Enfin la captivité, le retour à Jérusalem, le relèvement de la ville et du temple, provoquèrent l’éclosion d’un grand nombre de cantiques, complaintes et surtout actions de grâces, que nous trouvons répartis dans nos deux derniers livres. Ces deux livres n’en forment en réalité qu’un seul. Le besoin de compléter le nombre cinq, par analogie avec le Pentateuque, est apparemment la seule raison qui ait engagé les rédacteurs définitifs à le scinder en deux. Au milieu d’un grand nombre de psaumes anonymes, on trouve dans ces derniers livres quelques cantiques plus anciens, dont les uns, comme le Psaume 142, nous ont paru remonter réellement à David, tandis que d’autres sont plutôt composés de fragments empruntés à ce roi (138, 139). Il semble que les auteurs de cette dernière collection aient voulu conserver, en même temps que les produits tout récents de la piété israélite, plus d’un morceau poétique, inséré peut-être dans quelque ouvrage historique et qui, avant eux, n’avait pas été utilisé dans le culte. Tel était, entre autres, le cas de la prière de Moïse (Psaume 90), qu’ils ont mise en tête du quatrième livre, comme pour rattacher l’expression la plus récente de la foi de leur peuple aux paroles du grand serviteur de Dieu des temps anciens.
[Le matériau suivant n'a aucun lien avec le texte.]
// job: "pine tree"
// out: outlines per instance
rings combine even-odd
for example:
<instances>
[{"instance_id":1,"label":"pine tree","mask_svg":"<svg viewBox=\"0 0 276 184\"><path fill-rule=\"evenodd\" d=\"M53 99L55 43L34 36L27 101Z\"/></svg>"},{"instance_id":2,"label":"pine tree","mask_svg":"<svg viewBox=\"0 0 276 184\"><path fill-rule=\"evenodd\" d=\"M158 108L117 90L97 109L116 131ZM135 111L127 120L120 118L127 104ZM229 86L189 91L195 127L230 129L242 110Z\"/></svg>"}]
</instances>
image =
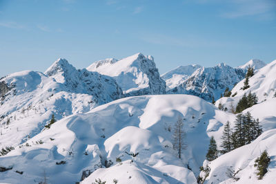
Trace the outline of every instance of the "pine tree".
<instances>
[{"instance_id":1,"label":"pine tree","mask_svg":"<svg viewBox=\"0 0 276 184\"><path fill-rule=\"evenodd\" d=\"M237 116L237 118L235 120L235 125L234 128L235 132L235 138L236 141L235 148L239 147L245 145L245 138L244 138L244 127L243 124L243 118L244 116L242 114L238 114Z\"/></svg>"},{"instance_id":2,"label":"pine tree","mask_svg":"<svg viewBox=\"0 0 276 184\"><path fill-rule=\"evenodd\" d=\"M224 91L224 97L230 97L232 93L230 91L229 91L229 88L226 87L226 89Z\"/></svg>"},{"instance_id":3,"label":"pine tree","mask_svg":"<svg viewBox=\"0 0 276 184\"><path fill-rule=\"evenodd\" d=\"M231 136L232 130L230 127L230 122L227 121L226 124L224 125L221 137L222 143L221 147L222 147L222 154L228 153L232 150Z\"/></svg>"},{"instance_id":4,"label":"pine tree","mask_svg":"<svg viewBox=\"0 0 276 184\"><path fill-rule=\"evenodd\" d=\"M239 147L239 144L237 140L237 132L233 132L231 135L231 147L233 149L235 149Z\"/></svg>"},{"instance_id":5,"label":"pine tree","mask_svg":"<svg viewBox=\"0 0 276 184\"><path fill-rule=\"evenodd\" d=\"M221 102L219 102L219 107L218 107L217 108L219 108L219 110L221 110L221 111L223 111L224 109L224 106L221 104Z\"/></svg>"},{"instance_id":6,"label":"pine tree","mask_svg":"<svg viewBox=\"0 0 276 184\"><path fill-rule=\"evenodd\" d=\"M56 120L55 119L55 116L54 116L54 114L52 114L52 119L50 121L50 125L54 124L54 122L56 122Z\"/></svg>"},{"instance_id":7,"label":"pine tree","mask_svg":"<svg viewBox=\"0 0 276 184\"><path fill-rule=\"evenodd\" d=\"M184 144L185 132L183 130L183 120L181 116L178 116L178 119L174 126L173 132L173 149L177 150L178 158L181 158L183 149L186 149Z\"/></svg>"},{"instance_id":8,"label":"pine tree","mask_svg":"<svg viewBox=\"0 0 276 184\"><path fill-rule=\"evenodd\" d=\"M266 150L264 150L260 157L258 157L255 161L254 167L257 167L258 179L262 180L268 172L267 168L270 163L270 158L269 157Z\"/></svg>"},{"instance_id":9,"label":"pine tree","mask_svg":"<svg viewBox=\"0 0 276 184\"><path fill-rule=\"evenodd\" d=\"M52 114L52 118L51 118L51 120L50 120L50 123L48 124L48 125L45 125L44 127L46 127L46 128L50 129L50 126L51 126L52 124L54 124L55 122L56 122L56 120L55 119L55 116L54 116L54 114Z\"/></svg>"},{"instance_id":10,"label":"pine tree","mask_svg":"<svg viewBox=\"0 0 276 184\"><path fill-rule=\"evenodd\" d=\"M244 127L244 139L245 144L250 144L251 141L255 139L254 134L254 121L249 112L247 112L245 116L244 116L243 123Z\"/></svg>"},{"instance_id":11,"label":"pine tree","mask_svg":"<svg viewBox=\"0 0 276 184\"><path fill-rule=\"evenodd\" d=\"M250 91L247 95L247 100L248 102L248 107L253 107L253 105L257 104L258 102L258 98L256 96L256 94L251 93L251 91Z\"/></svg>"},{"instance_id":12,"label":"pine tree","mask_svg":"<svg viewBox=\"0 0 276 184\"><path fill-rule=\"evenodd\" d=\"M253 120L253 131L254 139L256 139L262 134L262 133L263 133L262 126L259 125L259 118L257 118L257 120Z\"/></svg>"},{"instance_id":13,"label":"pine tree","mask_svg":"<svg viewBox=\"0 0 276 184\"><path fill-rule=\"evenodd\" d=\"M250 87L248 82L249 82L249 77L246 77L246 80L244 81L244 86L242 88L243 90L246 90L246 89L248 89Z\"/></svg>"},{"instance_id":14,"label":"pine tree","mask_svg":"<svg viewBox=\"0 0 276 184\"><path fill-rule=\"evenodd\" d=\"M215 98L214 96L212 97L212 104L215 104Z\"/></svg>"},{"instance_id":15,"label":"pine tree","mask_svg":"<svg viewBox=\"0 0 276 184\"><path fill-rule=\"evenodd\" d=\"M209 149L206 154L206 159L209 161L214 160L217 158L217 143L213 136L210 140Z\"/></svg>"},{"instance_id":16,"label":"pine tree","mask_svg":"<svg viewBox=\"0 0 276 184\"><path fill-rule=\"evenodd\" d=\"M248 68L247 69L246 77L249 78L253 75L254 75L254 68L251 66L249 66Z\"/></svg>"}]
</instances>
Si nous ne possédions pas le livre des Psaumes, nous serions peu et mal renseignés sur l’état religieux des Israélites et nous serions en droit de nous demander si ce peuple, bien que mis à part et soumis par le Seigneur à une éducation toute spéciale, s’est élevé réellement à un niveau supérieur à celui des peuples païens qui l’entouraient. Les livres historiques de l’Ancien Testament nous tracent le tableau des révoltes continuelles des Israélites et des châtiments qu’ils s’attirent par leur désobéissance ; les prophètes leur reprochent sans cesse leur infidélité et la foi héroïque de quelques hommes d’élite rend plus manifeste encore l’incrédulité de la masse de la nation. C’est dans le livre des Psaumes que nous découvrons quels trésors de piété intime et de sainteté véritable recelait l’âme de l’Israélite fidèle. Comme les cantiques chrétiens, aux diverses époques de l’histoire de l’Église, témoignent de l’action que l’Esprit Saint exerce dans le cœur des rachetés, les Psaumes nous révèlent la profondeur de l’œuvre qui s’est accomplie au cours des siècles au sein de la communauté israélite. Par là même, ils témoignent d’une manière bien manifeste en faveur de la réalité de l’intervention divine dans l’histoire d’Israël. D’où procéderait en effet la communion si vivante avec Dieu qui s’exprime dans les Psaumes, si ce Dieu lui-même ne s’était abaissé vers l’homme et approché le premier de son cœur ? Dieu n’est connu, a-t-on dit avec vérité, qu’autant qu’il se donne à connaître ; à plus forte raison n’est-il aimé qu’à la condition d’avoir lui-même révélé son amour. On a cité, il est vrai, comme parallèle fourni par le monde païen, les remarquables psaumes de pénitence découverts en Chaldée. Mais, si la conscience religieuse a pu trouver, en dehors de la révélation, des termes saisissants pour exprimer des sentiments d’humiliation et son désir d’obtenir le secours divin, l’Israélite seul a su donner essor à cette confiance, à cette ardeur d’amour qui cherche moins les bienfaits de Dieu que Dieu lui-même. Ta grâce est meilleure que la vie… Quel autre ai-je au ciel que toi ? Je n’ai pris plaisir sur la terre qu’en toi… M’approcher de Dieu, c’est tout mon bien (Psaumes 63.4 ; Psaumes 73.25-28).

Comme les cieux témoignent de la gloire du Dieu fort, les Psaumes sont l’écho de l’amour que l’Éternel a manifesté à son peuple. Ils sont le sceau bien évident de la révélation divine, de laquelle procèdent la religion, l’histoire et la littérature sacrée du peuple d’Israël.